Al contempo, però, la suddetta architettura deve essere capace di fornire le migliori prestazioni del panorama motoristico. Questo è il punto – prettamente tecnico – che rende complicatissimo qualunque discorso legato tanto alle Power Unit odierne quanto a quelle del futuro. Prendendo d’esempio il solo motore termico, nessuna unità aspirata riuscirà mai a raggiungere le prestazioni degli attuali turbo. Tecnologie avanzatissime, quali l’Accensione a Getto Turbolento in camera di pre-combustione (introdotta recentemente da Maserati su una vettura di serie), sono strettamente legate al turbo e alle pressioni d’aria che lo stesso garantisce nel cilindro. Il sistema di recupero dei gas di scarico stravince sia sul piano dei consumi (il che aiuta il marketing) sia, soprattutto, su quello puramente prestazionale. Come si può convincere una Casa motorista ad investire su una tecnologia pressoché morta, con tutto il rispetto e la nostalgia del caso, come l’aspirato?


Una volta assodata la necessità di mantenere il turbo, dal punto di vista tecnico abbandonare la tanto vituperata unità MGU-H non ha il minimo senso. Perché per quanto complicata e costosa da sviluppare, garantisce il raggiungimento di uno dei sogni proibiti di qualunque ingegnere che progetti motori ibridi: recuperare energia mentre la farfalla dell’acceleratore è completamente aperta. Il motore elettrico legato a turbina e compressore è infatti capace di convertire l’energia in eccesso, presente nella girante, in carica per la batteria o alimentazione per il motore elettrico MGU-K legato all’albero di trasmissione. Evitare che la sola frenata sia responsabile dell’immagazzinamento di energia risolverebbe una quantità enorme dei problemi legati all’efficienza delle automobili ibride in autostrada. Come si può credere che le Case, avendo già speso miliardi a riguardo, abbandonino l’MGU-H nonostante queste premesse e il suo ulteriore ruolo, ossia quello di eliminare il turbo-lag quando funziona in senso inverso ed accelera la turbina?

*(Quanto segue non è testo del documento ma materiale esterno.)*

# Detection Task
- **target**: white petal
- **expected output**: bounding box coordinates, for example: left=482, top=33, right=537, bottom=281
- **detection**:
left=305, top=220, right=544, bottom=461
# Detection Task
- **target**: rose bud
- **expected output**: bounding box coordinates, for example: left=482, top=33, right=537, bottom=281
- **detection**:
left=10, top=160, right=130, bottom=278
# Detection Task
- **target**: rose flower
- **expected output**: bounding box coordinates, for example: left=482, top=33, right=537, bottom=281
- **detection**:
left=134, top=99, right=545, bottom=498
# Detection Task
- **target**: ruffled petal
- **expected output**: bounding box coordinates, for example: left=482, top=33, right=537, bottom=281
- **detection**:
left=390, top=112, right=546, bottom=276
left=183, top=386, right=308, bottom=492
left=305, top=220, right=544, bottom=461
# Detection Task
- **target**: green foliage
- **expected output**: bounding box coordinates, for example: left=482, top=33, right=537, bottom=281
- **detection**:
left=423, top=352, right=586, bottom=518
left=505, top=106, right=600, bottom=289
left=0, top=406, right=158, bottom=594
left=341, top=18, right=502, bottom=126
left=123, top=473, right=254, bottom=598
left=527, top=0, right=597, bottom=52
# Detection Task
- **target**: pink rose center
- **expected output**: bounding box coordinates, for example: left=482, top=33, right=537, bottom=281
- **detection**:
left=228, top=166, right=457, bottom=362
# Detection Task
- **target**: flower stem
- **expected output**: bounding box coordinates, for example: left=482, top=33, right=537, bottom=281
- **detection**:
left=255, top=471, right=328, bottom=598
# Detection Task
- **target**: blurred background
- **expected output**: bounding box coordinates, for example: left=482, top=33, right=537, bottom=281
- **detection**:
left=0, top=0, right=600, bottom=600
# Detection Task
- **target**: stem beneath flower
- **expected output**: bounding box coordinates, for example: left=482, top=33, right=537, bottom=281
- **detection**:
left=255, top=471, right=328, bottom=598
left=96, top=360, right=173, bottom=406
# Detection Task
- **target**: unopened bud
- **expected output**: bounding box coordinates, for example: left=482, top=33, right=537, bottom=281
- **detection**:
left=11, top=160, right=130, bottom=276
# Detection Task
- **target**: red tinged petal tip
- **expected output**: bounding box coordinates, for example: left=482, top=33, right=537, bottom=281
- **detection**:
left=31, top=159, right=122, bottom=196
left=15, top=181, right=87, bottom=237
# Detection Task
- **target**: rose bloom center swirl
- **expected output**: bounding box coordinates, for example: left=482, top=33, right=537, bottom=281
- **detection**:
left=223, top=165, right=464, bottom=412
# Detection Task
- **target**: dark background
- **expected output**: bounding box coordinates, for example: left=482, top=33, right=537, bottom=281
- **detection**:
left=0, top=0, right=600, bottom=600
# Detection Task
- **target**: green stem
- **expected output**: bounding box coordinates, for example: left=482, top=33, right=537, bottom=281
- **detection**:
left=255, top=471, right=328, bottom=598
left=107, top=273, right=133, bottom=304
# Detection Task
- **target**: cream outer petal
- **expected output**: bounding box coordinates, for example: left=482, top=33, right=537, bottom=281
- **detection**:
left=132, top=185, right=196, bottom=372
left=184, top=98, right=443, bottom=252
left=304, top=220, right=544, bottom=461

Tanto il marketing quanto le prestazioni richiedono il turbo. Una volta installati turbina e compressore, non ha senso rinunciare all’MGU-H. Sta diventando più semplice comprendere la complessità della caccia ai motori del futuro? È impossibile limitarsi a ‘semplificare’ l’ibrido accoppiando nuovamente MGU-K e motore aspirato o turbo, perché per raggiungere le stesse prestazioni di oggi servirebbe una batteria più capiente e quindi ancora maggior peso. C’è un motivo per cui le FE raggiungono ancora prestazioni inferiori rispetto alle F3: per pareggiare la potenza fornita da una goccia di benzina serve una porzione di batteria infinitamente più ingombrante e pesante. È un banale problema di densità energetica.


Come risolvere il rebus? A detta di chi scrive, l’unica strada è proseguire sul percorso tracciato. Riducendo il frazionamento del motore termico e aumentando le possibilità del motore elettrico, magari limitando la sola quantità di energia disponibile e non la potenza espressa dall’unità motrice MGU-K. Poi si può ragionare riguardo l’attirare nuovi Costruttori o piccoli produttori indipendenti, magari obbligando chi è presente a chiarificare, nei limiti del possibile, i segreti dell’unità MGU-H; volendo si può discutere all'infinito in merito all’adozione di carburanti sintetici.


Sui motori, però, non si può tornare indietro. È un colpo al cuore, una staffilata alla malinconia per un periodo d’oro della Formula 1, ma abbandonare l’ibrido relegherebbe la Formula 1 all’irrilevanza nel mondo automobilistico odierno. Il che significherebbe meno investimenti, subito dirottati verso altre serie dove convergerebbero inevitabilmente le migliori squadre e i migliori piloti.


Il rebus rimane materia per solutori abili. Incredibilmente abili.